The impact of a carbon bubble on the Dutch financial sector is limited, European Central Bank Governing Council member Klaas Knot said.
Financial institutions’ “investments in producers of fossil fuels are larger than earlier expected, but despite that, there doesn’t seem to be a system risk,” Knot, who is also the president of the Dutch central bank, told lawmakers in The Hague on Tuesday.
The United Nations set a goal in December to work toward capping global temperature increases since pre-industrial times to 2 degrees Celsius (3.6 degrees Fahrenheit) to rein in global warming. The agreement establishes a mechanism to contribute to the mitigation of greenhouse gas emissions and support sustainable development.

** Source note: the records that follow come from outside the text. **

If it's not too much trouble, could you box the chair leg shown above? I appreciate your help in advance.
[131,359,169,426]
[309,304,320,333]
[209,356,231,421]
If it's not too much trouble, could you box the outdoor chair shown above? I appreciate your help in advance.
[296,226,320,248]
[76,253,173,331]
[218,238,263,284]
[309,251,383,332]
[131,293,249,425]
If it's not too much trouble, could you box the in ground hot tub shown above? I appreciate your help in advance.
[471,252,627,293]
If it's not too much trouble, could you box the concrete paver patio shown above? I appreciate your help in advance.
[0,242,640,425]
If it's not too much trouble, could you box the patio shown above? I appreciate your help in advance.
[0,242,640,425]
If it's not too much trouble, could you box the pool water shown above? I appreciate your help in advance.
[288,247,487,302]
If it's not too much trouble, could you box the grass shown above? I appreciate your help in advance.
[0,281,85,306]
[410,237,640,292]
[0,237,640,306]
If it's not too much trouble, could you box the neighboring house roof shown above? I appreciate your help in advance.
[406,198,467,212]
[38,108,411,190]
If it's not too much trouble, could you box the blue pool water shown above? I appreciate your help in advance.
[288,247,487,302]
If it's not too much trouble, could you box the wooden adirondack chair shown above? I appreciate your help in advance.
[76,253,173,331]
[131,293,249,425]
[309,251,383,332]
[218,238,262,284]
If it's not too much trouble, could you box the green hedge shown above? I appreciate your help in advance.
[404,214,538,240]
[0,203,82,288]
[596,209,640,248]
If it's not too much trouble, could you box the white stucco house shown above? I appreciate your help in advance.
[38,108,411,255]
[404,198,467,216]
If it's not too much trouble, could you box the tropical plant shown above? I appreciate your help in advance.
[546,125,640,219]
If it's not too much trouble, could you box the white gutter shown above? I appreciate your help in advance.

The Dutch central bank investigated the impact of a so-called carbon bubble at financial institutions as a consequence of this agreement. It defined a bubble as a sudden devaluation of the value of producers of fossil fuels and the chance of a devaluation of the exposures in those producers. Part of this discussion is about the reserves of these companies which may be stranded because the new climate policy doesn’t allow these reserves to be drilled and they may remain unused.
Looking at broader exposures like carbon intensive producing companies like heavy industries, agriculture and blast furnaces, Knot sees potential risks. “But in that case the nature of the investments is less unambiguous. There will be some losers among them in this transition but there will also be winners, so there is a better spread of the risks.”